Ungetüm mit großem Upgrade
Was das Fahrwerk betrifft, profitiert MTM in dieser Generation natürlich enorm von der hervorragenden Ausgangsbasis. Der Serien-RS6 ist nicht nur dank der neuen Hinterradlenkung ein fahrdynamisches Ausnahmetalent. Bei MTM wird mit höhenverstellbaren Gewindefedern für das Serienluftfahrwerk eine Tieferlegung von etwa 30 Millimetern durchgesetzt. Außerdem schraubt man hauseigene 22-Zöller mit 285/30er Semislicks unter das Dickschiff. Keine Bange, 22-Zoll gibt es bereits ab Werk, hier droht also kein Kollaps in den serienmäßig verbreiterten Radhäusern.
Und, merkt man Unterschiede? Oh, und wie! Schon beim Entern überrascht der RS6 mit Zustiegsproblemen wie bei einem Rennwagen. Bis man sich blessurfrei in die kompromisslos eng geschnittenen Recaro-Vollschalen gezwängt hat, bedarf es Routine. Danke Roland, dass Du zumindest auf Hosenträgergurte verzichtet hast. Aber klar, mit den zu erwartenden Fliehkräften will perfekter Seitenhalt in allen Lagen garantiert sein.
Schmeißen wir die Fuhre per Startknopf an und erleben die inzwischen typisch digitale Begrüßungszeremonie an den Bildschirmen, die RS-Kunden auf das vorbereitet, was da kommt.
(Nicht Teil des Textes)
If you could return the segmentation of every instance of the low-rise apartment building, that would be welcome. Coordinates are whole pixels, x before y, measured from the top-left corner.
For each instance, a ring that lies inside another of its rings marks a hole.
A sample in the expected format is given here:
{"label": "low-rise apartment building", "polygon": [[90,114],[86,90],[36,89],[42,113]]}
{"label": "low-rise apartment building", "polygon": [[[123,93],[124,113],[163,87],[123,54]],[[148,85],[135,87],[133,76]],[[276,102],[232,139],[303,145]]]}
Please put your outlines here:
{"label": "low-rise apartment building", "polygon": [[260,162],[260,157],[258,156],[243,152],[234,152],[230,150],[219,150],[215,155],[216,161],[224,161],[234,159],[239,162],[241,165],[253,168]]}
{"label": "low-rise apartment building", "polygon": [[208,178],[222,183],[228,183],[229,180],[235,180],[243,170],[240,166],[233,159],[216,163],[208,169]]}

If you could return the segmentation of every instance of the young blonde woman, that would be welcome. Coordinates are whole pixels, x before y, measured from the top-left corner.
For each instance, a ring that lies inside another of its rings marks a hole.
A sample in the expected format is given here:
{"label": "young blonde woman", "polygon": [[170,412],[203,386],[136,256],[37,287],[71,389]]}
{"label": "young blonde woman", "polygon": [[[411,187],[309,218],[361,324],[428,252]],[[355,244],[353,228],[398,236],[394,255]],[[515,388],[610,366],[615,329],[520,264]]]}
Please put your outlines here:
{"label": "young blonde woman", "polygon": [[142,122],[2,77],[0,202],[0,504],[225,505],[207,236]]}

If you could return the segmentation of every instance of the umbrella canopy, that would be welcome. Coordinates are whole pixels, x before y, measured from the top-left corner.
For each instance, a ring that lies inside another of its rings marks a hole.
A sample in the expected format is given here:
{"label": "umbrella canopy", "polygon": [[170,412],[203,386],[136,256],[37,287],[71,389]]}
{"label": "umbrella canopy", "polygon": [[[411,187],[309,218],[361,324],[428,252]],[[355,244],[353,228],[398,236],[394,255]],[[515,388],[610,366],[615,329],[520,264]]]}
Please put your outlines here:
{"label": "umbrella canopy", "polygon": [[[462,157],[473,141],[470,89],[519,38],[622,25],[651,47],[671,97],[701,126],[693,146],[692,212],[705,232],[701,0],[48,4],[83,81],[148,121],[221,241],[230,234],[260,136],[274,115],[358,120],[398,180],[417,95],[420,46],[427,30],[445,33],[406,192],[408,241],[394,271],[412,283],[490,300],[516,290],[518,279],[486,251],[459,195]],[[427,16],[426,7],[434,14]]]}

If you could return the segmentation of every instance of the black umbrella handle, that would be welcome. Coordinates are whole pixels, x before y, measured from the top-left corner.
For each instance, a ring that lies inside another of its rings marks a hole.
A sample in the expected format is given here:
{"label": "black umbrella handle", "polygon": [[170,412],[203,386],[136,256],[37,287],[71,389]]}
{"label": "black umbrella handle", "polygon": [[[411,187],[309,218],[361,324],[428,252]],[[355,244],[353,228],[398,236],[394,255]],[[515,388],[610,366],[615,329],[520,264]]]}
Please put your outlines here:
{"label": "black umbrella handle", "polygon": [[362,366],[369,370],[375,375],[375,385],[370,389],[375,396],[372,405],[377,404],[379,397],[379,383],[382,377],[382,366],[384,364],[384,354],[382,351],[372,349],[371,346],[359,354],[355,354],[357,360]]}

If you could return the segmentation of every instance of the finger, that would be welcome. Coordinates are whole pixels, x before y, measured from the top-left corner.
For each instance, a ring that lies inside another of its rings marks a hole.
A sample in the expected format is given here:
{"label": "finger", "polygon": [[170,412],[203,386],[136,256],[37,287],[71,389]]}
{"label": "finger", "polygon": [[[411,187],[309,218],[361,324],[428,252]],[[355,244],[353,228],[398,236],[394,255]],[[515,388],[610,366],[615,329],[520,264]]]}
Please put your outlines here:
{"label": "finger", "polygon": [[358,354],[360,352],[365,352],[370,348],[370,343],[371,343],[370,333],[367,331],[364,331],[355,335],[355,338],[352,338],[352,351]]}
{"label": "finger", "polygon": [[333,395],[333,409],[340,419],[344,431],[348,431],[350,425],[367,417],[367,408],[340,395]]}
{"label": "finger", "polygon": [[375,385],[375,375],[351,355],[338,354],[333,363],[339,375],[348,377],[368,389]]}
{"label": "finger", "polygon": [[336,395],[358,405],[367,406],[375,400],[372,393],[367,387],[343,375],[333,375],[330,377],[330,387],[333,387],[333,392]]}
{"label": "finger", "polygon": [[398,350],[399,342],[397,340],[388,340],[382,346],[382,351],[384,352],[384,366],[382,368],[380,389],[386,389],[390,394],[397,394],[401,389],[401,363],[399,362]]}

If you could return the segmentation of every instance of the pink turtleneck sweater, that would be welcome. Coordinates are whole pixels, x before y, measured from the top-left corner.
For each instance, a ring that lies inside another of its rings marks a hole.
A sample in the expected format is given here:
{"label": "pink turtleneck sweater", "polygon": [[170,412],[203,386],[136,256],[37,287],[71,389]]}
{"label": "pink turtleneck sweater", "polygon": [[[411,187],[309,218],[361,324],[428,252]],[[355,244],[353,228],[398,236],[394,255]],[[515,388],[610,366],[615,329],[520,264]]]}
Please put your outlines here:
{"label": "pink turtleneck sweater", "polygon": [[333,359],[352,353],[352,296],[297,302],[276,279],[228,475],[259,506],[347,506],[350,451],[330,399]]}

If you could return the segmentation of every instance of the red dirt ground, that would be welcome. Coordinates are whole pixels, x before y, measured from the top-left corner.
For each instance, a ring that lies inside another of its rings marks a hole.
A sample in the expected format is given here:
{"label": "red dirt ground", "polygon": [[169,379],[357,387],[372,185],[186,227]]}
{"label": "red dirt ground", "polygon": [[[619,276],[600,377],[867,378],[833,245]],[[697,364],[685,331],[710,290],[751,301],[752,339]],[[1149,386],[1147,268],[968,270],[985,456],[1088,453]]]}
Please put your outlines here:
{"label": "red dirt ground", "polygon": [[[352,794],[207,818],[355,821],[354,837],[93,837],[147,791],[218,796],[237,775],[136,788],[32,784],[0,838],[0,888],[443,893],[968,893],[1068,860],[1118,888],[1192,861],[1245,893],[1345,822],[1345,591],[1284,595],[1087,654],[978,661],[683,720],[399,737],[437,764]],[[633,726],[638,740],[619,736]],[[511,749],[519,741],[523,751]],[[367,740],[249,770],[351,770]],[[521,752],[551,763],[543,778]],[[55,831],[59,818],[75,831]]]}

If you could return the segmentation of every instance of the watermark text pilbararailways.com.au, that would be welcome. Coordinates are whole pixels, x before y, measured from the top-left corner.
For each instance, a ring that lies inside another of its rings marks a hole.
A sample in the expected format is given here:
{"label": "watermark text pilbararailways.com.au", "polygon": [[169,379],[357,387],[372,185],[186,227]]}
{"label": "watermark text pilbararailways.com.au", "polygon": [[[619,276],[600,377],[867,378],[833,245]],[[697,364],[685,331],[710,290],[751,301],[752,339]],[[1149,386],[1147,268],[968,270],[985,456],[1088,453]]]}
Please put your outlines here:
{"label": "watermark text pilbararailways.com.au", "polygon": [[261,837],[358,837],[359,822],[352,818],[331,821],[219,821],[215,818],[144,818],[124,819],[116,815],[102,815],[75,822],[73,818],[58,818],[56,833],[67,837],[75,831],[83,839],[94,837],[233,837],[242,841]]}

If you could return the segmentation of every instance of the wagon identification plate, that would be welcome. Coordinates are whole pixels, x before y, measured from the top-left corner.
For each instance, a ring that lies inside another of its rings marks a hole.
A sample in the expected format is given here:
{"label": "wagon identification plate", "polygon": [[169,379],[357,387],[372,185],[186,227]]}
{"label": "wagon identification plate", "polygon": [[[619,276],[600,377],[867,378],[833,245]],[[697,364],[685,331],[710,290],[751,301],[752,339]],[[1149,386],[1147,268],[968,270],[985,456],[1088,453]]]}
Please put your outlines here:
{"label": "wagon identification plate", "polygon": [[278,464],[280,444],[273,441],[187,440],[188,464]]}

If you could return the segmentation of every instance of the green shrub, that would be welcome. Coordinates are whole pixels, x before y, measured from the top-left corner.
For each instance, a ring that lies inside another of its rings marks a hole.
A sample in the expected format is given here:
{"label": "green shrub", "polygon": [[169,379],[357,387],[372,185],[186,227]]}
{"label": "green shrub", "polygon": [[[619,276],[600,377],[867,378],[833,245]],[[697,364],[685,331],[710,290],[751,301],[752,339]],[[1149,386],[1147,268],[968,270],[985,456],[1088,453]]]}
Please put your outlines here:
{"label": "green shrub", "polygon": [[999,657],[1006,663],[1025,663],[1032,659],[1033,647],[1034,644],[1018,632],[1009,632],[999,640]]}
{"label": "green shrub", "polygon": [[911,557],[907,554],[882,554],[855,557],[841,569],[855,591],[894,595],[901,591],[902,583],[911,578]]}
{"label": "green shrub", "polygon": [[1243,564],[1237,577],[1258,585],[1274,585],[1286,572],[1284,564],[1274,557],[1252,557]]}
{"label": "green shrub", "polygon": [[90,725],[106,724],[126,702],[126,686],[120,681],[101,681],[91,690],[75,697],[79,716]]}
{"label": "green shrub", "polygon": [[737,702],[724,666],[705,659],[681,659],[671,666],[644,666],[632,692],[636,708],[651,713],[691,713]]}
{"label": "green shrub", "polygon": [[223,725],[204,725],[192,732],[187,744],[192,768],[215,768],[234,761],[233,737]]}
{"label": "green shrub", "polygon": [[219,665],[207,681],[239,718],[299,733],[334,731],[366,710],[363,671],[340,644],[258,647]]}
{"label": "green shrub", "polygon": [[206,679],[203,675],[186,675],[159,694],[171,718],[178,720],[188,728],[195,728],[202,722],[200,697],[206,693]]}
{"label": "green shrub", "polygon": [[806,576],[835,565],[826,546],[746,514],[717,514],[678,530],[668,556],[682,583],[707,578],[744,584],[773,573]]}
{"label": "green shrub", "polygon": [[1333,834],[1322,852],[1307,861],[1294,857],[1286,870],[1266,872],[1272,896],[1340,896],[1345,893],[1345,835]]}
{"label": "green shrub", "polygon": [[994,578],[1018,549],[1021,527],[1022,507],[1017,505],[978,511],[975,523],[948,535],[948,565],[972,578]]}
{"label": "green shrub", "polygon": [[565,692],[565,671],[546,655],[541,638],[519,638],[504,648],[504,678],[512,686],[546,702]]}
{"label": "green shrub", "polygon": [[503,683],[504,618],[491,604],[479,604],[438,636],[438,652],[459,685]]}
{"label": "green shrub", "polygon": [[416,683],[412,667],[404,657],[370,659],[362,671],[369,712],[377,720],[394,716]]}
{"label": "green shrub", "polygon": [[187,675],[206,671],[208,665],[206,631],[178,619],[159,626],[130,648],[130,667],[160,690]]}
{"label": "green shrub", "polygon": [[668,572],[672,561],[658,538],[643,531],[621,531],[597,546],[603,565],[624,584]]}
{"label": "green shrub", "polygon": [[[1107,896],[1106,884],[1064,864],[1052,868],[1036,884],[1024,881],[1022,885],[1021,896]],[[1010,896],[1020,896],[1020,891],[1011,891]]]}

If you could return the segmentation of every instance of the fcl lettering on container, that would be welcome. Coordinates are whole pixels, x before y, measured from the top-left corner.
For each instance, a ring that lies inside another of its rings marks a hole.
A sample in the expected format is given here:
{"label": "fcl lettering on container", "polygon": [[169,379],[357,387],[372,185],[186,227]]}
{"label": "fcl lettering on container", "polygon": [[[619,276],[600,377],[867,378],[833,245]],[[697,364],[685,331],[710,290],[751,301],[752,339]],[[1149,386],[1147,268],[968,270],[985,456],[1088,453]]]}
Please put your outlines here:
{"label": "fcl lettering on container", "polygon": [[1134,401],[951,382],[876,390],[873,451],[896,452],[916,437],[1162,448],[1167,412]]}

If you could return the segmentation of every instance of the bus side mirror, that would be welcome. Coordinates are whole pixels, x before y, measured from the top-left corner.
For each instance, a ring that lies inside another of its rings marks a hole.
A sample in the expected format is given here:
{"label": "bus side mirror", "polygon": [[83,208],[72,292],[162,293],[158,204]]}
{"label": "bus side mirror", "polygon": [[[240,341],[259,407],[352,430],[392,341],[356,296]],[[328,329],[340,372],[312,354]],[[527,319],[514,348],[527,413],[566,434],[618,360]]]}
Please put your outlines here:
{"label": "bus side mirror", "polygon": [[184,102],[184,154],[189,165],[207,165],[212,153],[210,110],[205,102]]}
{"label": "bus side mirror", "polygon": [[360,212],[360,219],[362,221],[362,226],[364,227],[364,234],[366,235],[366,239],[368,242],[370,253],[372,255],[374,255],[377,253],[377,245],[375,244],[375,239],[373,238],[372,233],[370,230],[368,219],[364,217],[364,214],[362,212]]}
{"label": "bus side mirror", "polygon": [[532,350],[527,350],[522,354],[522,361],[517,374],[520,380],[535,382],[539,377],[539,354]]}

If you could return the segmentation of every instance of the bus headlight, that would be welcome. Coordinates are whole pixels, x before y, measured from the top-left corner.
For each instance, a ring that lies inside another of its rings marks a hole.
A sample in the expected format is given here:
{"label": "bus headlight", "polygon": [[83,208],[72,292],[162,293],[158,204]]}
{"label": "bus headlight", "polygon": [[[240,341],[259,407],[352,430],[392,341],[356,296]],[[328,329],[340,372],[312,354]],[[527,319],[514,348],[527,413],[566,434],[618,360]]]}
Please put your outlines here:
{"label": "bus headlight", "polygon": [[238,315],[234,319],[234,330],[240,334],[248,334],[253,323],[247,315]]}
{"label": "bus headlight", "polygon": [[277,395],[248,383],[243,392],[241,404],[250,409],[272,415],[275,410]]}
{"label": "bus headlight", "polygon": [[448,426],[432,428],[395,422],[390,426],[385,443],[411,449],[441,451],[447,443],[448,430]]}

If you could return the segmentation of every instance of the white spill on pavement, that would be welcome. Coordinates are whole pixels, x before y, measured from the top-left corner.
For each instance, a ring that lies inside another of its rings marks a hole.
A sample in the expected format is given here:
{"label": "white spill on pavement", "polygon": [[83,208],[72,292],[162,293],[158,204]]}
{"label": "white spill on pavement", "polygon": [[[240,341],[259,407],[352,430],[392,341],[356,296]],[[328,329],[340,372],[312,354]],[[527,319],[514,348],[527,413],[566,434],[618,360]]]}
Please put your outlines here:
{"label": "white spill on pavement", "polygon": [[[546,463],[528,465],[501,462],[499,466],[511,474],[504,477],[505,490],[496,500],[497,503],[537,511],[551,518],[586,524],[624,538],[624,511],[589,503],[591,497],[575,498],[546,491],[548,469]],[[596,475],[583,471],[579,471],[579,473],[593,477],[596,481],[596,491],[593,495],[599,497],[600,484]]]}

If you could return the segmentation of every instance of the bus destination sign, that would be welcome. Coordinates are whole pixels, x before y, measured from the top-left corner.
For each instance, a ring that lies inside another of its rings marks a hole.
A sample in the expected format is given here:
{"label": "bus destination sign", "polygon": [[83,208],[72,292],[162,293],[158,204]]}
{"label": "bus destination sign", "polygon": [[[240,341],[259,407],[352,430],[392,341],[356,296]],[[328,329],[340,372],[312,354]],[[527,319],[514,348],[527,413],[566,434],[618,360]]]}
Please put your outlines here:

Die Beschleunigung ist, da berichten wir sicherlich nichts neues, Comic-mäßig brutal. Obwohl MTM ein weitgehend flaches Drehmoment-Plateau zwischen 3.950 und 5.980 Touren anführt, scheint sich der absurde Schub in zwei eigenständigen, kurz aufeinander folgenden Stufen zu entfesseln: Stufe Eins beeindruckt, Stufe Zwei raubt den Atem – als würde der Achtender kurz durchatmen müssen, bevor er einem dann unbarmherzig die Faust in den Rücken rammt. Um die erlebte Beschleunigung in Zahlen auszudrücken, bemühen wir die Messanlage. Leichter Schlupf an den Hinterrädern beim Beschleunigen aus dem Stand – wann hat man das je bei einem Auto mit Quattro-Allrad erlebt? Wir werten das jedenfalls als guten Indikator. In 3,1 Sekunden katapultiert der MTM-Audi auf Tempo 100. Damit verfehlt er seinen Sollwert zwar um drei Zehntel, lässt den Serien-RS dennoch mit einer halben Sekunden hinter sich. Gut, wir hatten 13 Grad im Freien, bei höheren Temperaturen greifen die Pneus noch bissiger in den Asphalt. Sein Potenzial scheint sich ab 120 km/h ohnehin noch besser zu entfalten, so dass Mayers Waffe bei 200 dem Original fast drei Sekunden abnimmt. Heftig ist auch der Wert von 1,4 Sekunden (Serie 2,1) beim simulierten Überholvorgang von 80 auf 120 km/h. Präsent im Hintergrund dabei ist ein sehr charismatisches Grollen. Natürlich V8-like, aber irgendwie düsterer, wütender dringen die Geräusche der Abgasanlage ins Cockpit. Wenn man will bis Tempo 350 – nur im Dynamik-Modus oder einem der RS-Modi.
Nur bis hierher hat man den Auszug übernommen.